Recording NIS Abundance Using Photo-monitoring
Photo-monitoring is another way to monitor NIS abundance. While this method does not typically produce data that can be analyzed statistically, it does give a good visual documentation of NIS abundance over time if done properly. The methodology outlined below will help you get consistent photos of your area of interest over repeated visits.
Required Materials and tools
- Two durable stakes, at least 6 ft. tall
- One small (8 ½ x 11” or similar) white dry erase
- board and black marker
- 3 or more stake whiskers
- Aluminum or plastic labels and thin wire
- Map of the area and/or GPS
- Data sheet
- Meter stick or tape
Sampling NIS populations using photo-monitoring:
Initial Set up
- Observe your NIS population and determine the best position from which to take a photo without zooming in with the camera (roughly 8-10 m away).

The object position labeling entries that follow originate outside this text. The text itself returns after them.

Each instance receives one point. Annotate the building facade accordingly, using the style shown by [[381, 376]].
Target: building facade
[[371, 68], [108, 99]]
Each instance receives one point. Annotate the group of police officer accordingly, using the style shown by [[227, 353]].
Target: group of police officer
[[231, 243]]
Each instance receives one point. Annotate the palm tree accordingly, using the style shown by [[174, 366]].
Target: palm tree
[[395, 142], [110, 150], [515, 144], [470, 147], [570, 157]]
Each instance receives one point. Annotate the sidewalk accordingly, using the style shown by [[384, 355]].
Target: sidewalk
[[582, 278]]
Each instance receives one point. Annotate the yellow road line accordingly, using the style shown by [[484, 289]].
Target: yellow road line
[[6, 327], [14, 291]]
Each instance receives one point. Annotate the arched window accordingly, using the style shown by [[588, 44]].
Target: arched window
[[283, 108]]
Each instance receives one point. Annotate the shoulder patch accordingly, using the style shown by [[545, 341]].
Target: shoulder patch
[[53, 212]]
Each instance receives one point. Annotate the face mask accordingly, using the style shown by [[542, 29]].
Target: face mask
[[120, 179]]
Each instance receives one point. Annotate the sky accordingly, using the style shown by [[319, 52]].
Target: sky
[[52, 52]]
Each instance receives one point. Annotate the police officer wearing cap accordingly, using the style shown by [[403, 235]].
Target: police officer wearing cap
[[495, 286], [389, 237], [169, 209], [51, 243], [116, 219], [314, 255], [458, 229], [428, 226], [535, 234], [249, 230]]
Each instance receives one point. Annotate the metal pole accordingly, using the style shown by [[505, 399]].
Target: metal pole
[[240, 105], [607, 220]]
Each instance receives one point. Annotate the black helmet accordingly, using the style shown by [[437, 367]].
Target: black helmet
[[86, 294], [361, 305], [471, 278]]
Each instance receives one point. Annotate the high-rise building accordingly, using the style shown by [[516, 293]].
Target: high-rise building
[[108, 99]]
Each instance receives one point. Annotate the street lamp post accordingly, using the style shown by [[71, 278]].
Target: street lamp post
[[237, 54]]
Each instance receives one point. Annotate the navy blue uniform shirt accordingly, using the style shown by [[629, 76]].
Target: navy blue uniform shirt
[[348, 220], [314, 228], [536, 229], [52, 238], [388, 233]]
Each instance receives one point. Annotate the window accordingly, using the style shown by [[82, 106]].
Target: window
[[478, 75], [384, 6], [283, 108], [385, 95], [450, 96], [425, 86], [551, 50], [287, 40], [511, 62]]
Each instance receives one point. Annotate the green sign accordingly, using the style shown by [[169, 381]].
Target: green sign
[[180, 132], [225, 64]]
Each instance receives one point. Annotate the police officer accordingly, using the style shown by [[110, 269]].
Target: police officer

- Once a location has been chosen, pound one of the 6’ stakes (your camera post) into the ground until it protrudes to eye level (~ 5ft).
- Fasten a label to the post showing a unique population/location ID so that when you or someone else comes back to monitor, you can readily identify which population you are photographing. Write this ID on your data sheet, and either mark the post using your GPS or mark its approximate location on a map – in case your stake is misplaced when you return.
- Measure 8-10 m away from the camera post in the direction in which you will be taking your photos and pound the second stake (your reference post) into the ground until it protrudes roughly 5 ft. Write the precise distance between posts on your data sheet.
- Take a compass bearing from the camera post to the reference post and record it on your data sheet next to the site ID.
- Write the Site ID and the date on your dry erase board and affix it to the reference post. Make sure it is readable from the camera post!
- Rest your camera on the camera post and take your photo of the area, aiming directly at the white board on the reference post, and without using the zoom on the camera at all.
- If using a digital camera, double check to make sure that the site ID board is readable in the photo.